Data exfiltration is one of the most common types of attacks on organizations or individuals. It is the process of retrieving, modifying, copying, or transferring sensitive information from a computer, a server, or another device without authorization [
7].
Recently, statistics have shown that the number of data breaches using DNS tunneling has significantly increased. Many approaches have been proposed by researchers to address the DNS tunneling problem [
8]; however, the proposed DNS tunneling detection methods did not consider the method of selecting features based on statistical and/or behavioral features, which affects both the complexity of the system and the overall performance of the network.
In recent years, data exfiltration has been one of the uses for tunneling. Tunneling is the process of encapsulating the original packet inside another packet to cause data leakage. Traditional tunnels have been established based on network layer protocols, but, recently, they have been established via application layer protocols, such as the domain name system (DNS), secure shell (SSH), and the hypertext transfer protocol (HTTP) [
9,
10].
The DNS has a critical role in the network of resolving the domain name to the related IP address; however, DNS communication comparatively has a poor policy, and this point might be exploited by cybercriminals to maintain a covert channel (tunnel) for data leakage from inside the network by an infected host [
11].
DNS tunneling is a well-known cyber attack used for stealing sensitive information. The attacker encapsulates confidential information into DNS requests or responses to bypass intrusion detection, intrusion prevention, or other network security monitoring mechanisms [
12].
The attacker can use many techniques to exploit DNS, one of which is to register a domain name (e.g.,
attacker.com) and install a malware victim host so that the attacker will be able to take the control of this infected host. Thus, the attacker can steal sensitive data, such as credit card numbers, personal passwords, or intellectual property information, in a DNS request of the form
arbitrary-string.attacker.com [
13].
Interestingly, the firewalls in most enterprises are configured to allow DNS packets. The attacker can control the infected host and use a crafted DNS request packet on UDP port 53 to establish a tunnel to steal sensitive data. The crafted DNS has encapsulated confidential information into the DNS packet [
14,
15].
The default configuration of any security solution allows any packet carrying port 53. Port 53 is used for DNS, and it is always open to transfer DNS queries. Checking DNS packets with firewalls, intrusion detection/prevention systems, or any security solution will degrade the performance of the network significantly [
16]. On the other hand, DNS packets are used by intruders to exfiltrate the data. So, there is a need for intelligent techniques that can cope with detecting the covert channel and, at the same time, keep the efficiency of the organization.

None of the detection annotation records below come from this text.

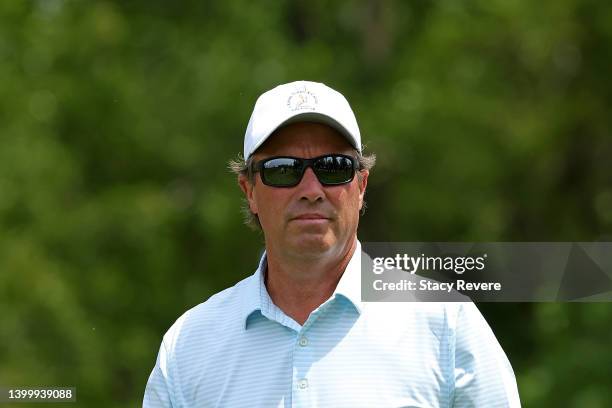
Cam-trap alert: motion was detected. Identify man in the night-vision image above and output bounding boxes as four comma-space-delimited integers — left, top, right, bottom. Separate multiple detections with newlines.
144, 81, 520, 408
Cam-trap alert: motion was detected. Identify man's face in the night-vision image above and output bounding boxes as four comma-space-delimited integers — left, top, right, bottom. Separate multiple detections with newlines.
240, 122, 368, 259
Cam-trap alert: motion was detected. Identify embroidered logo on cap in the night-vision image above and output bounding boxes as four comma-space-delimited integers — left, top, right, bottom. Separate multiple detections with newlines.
287, 89, 318, 111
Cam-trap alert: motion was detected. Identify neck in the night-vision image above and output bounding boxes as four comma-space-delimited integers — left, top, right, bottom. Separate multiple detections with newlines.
265, 239, 357, 325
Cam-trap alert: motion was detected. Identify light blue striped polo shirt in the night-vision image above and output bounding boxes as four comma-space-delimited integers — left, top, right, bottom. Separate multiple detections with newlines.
143, 241, 520, 408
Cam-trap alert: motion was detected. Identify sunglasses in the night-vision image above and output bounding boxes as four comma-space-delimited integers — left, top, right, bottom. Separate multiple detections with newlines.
253, 154, 359, 187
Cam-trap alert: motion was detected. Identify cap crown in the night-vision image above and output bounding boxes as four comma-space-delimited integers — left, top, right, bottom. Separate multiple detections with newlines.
244, 81, 361, 159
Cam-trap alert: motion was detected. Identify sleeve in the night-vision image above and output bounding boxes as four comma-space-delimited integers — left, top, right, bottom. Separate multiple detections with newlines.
142, 341, 172, 408
451, 302, 521, 408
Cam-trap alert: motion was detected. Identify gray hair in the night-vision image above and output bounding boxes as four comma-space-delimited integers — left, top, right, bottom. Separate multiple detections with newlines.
227, 150, 376, 231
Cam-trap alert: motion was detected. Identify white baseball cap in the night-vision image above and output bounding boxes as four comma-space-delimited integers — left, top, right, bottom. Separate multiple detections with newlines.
244, 81, 361, 160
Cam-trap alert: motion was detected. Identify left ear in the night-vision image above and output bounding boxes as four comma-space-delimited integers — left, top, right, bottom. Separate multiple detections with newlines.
357, 170, 370, 211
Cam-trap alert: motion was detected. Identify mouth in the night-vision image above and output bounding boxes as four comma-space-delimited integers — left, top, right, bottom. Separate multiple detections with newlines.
291, 213, 330, 224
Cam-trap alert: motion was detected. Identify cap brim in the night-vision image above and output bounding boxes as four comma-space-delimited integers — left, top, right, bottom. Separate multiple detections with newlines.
251, 112, 361, 155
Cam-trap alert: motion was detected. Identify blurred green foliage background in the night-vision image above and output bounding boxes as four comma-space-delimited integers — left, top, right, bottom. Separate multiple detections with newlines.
0, 0, 612, 407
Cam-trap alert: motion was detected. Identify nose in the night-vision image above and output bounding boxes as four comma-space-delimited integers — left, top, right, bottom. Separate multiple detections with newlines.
298, 167, 325, 203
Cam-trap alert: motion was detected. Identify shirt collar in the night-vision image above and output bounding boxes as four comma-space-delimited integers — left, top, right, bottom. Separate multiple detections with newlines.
241, 240, 362, 329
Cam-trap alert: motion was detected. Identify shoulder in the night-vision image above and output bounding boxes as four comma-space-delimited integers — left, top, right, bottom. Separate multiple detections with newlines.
163, 275, 255, 354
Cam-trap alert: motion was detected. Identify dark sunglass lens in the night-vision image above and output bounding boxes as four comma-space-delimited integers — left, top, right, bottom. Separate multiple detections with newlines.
262, 157, 302, 186
313, 156, 354, 185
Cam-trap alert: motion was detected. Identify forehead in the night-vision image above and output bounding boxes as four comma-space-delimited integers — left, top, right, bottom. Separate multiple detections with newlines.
255, 122, 354, 158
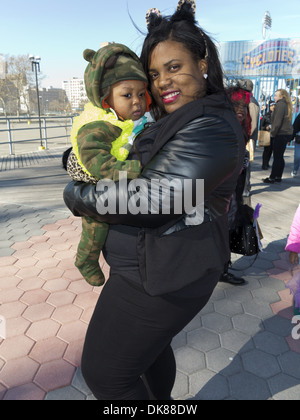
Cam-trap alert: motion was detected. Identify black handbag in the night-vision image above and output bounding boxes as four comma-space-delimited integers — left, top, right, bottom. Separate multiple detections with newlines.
230, 205, 260, 257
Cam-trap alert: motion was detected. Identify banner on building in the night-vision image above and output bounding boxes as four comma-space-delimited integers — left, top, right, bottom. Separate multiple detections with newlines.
220, 38, 300, 79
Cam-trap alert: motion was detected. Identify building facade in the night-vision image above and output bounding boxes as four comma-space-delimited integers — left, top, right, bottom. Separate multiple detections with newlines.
62, 77, 88, 111
220, 38, 300, 115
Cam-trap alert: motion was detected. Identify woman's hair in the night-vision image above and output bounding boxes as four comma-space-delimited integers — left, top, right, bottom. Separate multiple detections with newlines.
226, 86, 252, 144
277, 89, 293, 121
141, 1, 224, 120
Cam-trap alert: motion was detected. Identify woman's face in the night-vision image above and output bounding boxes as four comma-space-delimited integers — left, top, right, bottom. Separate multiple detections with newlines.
149, 41, 207, 114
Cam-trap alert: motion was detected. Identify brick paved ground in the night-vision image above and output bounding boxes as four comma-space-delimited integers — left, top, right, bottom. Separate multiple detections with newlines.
0, 150, 300, 400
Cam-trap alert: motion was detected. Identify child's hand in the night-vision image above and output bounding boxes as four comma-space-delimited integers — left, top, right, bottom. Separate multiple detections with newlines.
289, 251, 299, 265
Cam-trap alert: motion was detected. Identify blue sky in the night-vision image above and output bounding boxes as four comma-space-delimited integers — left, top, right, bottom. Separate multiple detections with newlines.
0, 0, 300, 87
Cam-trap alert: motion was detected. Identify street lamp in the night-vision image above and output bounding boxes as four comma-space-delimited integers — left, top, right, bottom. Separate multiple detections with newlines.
29, 54, 45, 150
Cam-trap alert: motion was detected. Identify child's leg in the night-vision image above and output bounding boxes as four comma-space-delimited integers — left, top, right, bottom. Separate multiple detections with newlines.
75, 217, 108, 286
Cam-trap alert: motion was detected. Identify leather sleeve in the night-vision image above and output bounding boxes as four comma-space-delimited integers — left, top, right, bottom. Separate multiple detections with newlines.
64, 116, 243, 228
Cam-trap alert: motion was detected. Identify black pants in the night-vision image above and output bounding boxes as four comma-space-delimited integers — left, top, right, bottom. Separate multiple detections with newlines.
270, 136, 291, 179
262, 142, 273, 169
82, 272, 214, 400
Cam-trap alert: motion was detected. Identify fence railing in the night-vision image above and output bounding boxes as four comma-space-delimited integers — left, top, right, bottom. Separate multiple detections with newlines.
0, 115, 74, 155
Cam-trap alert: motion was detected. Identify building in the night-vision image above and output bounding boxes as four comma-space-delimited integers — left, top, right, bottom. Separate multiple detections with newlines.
39, 86, 71, 114
220, 38, 300, 114
62, 77, 88, 111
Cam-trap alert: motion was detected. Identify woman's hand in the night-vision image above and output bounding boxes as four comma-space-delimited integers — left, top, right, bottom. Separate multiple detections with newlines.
289, 251, 299, 265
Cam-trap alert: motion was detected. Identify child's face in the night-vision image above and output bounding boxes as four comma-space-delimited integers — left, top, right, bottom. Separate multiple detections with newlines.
106, 80, 147, 121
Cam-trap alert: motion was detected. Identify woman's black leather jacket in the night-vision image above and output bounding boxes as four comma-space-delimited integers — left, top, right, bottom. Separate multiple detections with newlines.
64, 95, 245, 228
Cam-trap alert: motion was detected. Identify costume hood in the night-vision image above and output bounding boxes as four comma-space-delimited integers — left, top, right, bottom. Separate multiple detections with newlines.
83, 43, 151, 110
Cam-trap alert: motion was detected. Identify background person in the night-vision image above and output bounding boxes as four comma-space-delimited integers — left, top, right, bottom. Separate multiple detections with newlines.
64, 1, 245, 400
260, 101, 276, 171
292, 114, 300, 178
263, 89, 293, 184
220, 86, 251, 286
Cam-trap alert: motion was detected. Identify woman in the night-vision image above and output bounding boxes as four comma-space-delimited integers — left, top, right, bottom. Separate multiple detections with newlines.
260, 101, 276, 171
263, 89, 293, 184
64, 1, 245, 400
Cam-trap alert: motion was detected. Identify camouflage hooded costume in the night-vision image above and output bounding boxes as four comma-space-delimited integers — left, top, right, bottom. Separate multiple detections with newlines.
67, 44, 151, 286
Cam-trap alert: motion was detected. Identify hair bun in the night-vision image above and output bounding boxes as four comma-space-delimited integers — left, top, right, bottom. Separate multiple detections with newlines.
146, 8, 162, 32
83, 49, 96, 63
177, 0, 196, 17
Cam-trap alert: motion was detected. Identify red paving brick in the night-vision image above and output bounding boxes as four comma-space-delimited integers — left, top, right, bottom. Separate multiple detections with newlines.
0, 216, 109, 400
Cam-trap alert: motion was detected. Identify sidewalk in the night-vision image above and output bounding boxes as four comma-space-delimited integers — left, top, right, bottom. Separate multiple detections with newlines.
0, 149, 300, 400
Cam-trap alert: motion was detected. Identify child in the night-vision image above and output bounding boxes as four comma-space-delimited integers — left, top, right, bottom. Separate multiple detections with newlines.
285, 205, 300, 315
67, 44, 151, 286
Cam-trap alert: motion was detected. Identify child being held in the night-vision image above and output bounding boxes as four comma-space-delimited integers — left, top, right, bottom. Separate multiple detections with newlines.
67, 44, 153, 286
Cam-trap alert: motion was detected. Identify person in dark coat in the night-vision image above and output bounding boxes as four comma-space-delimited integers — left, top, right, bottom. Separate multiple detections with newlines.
263, 89, 293, 184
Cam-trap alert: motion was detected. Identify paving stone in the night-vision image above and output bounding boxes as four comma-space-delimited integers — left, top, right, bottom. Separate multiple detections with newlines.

The difference between malicious and normal traffic can be easily detected or noticed, but wading inside the details of the normal packet to detect if there is a bypass for the security policies is a challenge.
1.1. Motivation
The motivation of this paper is to take advantage of the outcome results conducted using the testbed and Tabu-PIO feature selection algorithm to propose a hybrid DNS tunneling detection system based on the packet length and selected features for the network traffic that can enhance accuracy, F-score, and the run-time of DNS tunneling system.
1.2. Contributions
The main contributions of this paper are summarized as follows:
It focuses on designing a lightweight DNS tunneling detection system to detect data exfiltration.
It provides a clear idea about the name resolution system using the DNS protocol and DNS tunneling.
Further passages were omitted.